There’s a particularly odious passage when a Roma player commits a bad foul in an Anglo-Italian Cup tie. It falls to Smith to gain vengeance, a task he performs with great relish; and so it goes for page after page. When not discussing fouls, the section on Smith’s playing career largely concerns itself with veering from humilities – for example, when meeting Stanley Matthews, Smith is amazed when the winger calls him “the great Denis Smith” – to pronouncements on his own ability like: “at my peak I was one of the best two centre-halves in England”. Even when admitting he is past his best and Stoke are relegated, he still finds time to coach opposition strikers during games to make life in the second tier more interesting for himself. All of which might be OK if his ghostwriter had done him any favours.

Instead there is a combination of sentences in which Geoff Hurst becomes “The Darling of Upton Park” and Jimmy Greaves is “the quicksilver Spurs and England striker”, and a text that is littered with spelling mistakes. These become ever more frequent and a chapter about Bristol City’s board blocking the sale of Andy Cole to Newcastle leaves the letter l out of the striker’s surname.

That is not to say Just One Of Seven (the title refers to the fact that Smith is one of seven siblings and managed seven clubs) is without merit. There are interesting stories throughout – such as when he got ­married in the morning and turned out for Stoke reserves in the afternoon. There is a tremendously poignant chapter on the deaths of one of his team-mates and two former players, and insider views on the terrible problems that befell two of his teams, Oxford and Wrexham – the latter becoming the first side to be deducted points for entering administration, during his time as manager.

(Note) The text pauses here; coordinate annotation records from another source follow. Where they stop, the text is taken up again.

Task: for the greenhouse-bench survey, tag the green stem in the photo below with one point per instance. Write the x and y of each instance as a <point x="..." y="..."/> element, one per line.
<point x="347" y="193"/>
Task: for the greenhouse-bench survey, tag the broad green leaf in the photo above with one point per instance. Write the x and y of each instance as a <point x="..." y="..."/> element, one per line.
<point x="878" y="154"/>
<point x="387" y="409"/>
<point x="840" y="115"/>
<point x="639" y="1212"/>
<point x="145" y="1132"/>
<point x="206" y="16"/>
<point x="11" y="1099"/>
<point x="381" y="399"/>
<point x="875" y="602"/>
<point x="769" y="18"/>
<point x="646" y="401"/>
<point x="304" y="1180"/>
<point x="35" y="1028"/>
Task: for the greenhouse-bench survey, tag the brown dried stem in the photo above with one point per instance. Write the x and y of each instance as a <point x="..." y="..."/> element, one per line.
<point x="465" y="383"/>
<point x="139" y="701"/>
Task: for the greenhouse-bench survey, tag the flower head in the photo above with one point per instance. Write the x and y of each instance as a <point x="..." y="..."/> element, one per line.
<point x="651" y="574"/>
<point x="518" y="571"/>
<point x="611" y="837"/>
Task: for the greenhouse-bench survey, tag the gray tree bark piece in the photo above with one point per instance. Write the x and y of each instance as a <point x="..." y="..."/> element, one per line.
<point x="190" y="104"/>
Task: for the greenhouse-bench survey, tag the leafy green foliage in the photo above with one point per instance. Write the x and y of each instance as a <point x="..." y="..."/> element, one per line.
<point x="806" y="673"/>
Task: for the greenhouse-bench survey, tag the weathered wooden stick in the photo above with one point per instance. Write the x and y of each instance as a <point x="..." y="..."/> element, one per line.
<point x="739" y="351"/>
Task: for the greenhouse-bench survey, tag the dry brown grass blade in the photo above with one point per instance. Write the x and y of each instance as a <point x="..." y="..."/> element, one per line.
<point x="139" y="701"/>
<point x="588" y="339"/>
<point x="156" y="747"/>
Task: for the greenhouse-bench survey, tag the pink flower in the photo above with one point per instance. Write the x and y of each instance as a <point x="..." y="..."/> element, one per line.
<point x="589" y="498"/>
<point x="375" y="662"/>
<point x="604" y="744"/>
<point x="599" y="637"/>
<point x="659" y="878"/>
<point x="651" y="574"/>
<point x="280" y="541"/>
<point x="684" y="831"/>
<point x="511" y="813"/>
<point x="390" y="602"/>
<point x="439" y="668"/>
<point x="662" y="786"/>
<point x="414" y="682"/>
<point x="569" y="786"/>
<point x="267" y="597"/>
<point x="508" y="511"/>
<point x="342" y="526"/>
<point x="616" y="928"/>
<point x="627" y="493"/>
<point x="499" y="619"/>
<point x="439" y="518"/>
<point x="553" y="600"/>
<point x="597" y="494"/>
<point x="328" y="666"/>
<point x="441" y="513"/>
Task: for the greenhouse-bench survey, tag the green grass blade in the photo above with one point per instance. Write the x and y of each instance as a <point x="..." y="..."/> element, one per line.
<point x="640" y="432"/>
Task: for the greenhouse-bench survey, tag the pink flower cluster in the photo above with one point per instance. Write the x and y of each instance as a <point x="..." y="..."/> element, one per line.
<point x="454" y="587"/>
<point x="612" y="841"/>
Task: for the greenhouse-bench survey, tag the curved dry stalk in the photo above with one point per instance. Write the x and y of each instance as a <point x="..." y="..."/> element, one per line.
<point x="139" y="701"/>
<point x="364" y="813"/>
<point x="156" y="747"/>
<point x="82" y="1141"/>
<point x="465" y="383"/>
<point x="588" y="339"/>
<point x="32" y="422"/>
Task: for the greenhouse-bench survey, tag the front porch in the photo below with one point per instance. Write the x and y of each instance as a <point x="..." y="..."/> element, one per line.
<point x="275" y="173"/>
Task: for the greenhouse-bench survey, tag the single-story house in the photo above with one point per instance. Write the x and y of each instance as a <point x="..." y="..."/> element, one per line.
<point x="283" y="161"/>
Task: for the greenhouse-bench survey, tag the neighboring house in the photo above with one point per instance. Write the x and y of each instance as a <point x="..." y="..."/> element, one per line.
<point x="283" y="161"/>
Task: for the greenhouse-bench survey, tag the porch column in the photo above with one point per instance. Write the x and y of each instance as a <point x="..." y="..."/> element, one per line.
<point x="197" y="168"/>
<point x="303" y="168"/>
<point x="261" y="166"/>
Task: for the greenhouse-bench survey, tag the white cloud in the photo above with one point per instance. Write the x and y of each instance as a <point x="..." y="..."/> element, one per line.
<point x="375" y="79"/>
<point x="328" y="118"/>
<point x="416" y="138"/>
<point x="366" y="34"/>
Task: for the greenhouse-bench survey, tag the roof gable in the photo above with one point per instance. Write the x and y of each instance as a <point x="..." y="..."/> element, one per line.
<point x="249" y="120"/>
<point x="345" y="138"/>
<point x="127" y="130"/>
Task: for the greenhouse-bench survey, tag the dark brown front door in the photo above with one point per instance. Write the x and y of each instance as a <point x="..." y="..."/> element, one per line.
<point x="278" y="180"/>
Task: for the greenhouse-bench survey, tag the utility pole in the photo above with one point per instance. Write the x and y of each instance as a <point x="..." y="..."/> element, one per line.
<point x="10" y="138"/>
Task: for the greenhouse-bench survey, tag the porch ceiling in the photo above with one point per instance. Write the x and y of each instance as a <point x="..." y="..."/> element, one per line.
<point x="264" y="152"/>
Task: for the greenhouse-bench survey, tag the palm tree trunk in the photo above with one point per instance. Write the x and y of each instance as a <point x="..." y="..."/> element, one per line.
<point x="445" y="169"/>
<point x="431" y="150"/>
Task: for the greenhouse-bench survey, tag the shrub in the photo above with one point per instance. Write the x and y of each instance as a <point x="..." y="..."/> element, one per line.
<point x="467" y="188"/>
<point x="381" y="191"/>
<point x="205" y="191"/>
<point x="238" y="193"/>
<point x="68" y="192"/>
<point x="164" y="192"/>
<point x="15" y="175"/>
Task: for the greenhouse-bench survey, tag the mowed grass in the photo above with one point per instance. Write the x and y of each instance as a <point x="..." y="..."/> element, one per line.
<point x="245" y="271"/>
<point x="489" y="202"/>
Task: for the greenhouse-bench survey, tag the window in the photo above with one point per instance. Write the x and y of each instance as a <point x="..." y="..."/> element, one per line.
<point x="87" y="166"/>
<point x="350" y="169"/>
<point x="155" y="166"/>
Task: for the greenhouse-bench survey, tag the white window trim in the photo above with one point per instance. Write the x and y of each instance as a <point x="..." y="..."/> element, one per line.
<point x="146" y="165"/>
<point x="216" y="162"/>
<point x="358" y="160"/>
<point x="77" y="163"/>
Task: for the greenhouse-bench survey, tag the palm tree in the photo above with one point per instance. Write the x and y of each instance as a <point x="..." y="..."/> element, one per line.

An incident from his time at the Race­course Ground demonstrates how age has not mellowed Smith, who broke 28 bones during his playing days and is so stricken by injury he has to sit and watch training sessions. While recovering from an operation on a broken neck bone, he is sent to the stands by the referee for heading the ball into the crowd to waste time. Part stupidity, part bravery, nonetheless it provides evidence that the story of Smith’s life and times is one that deserves to be told. It just deserved a far better telling than this.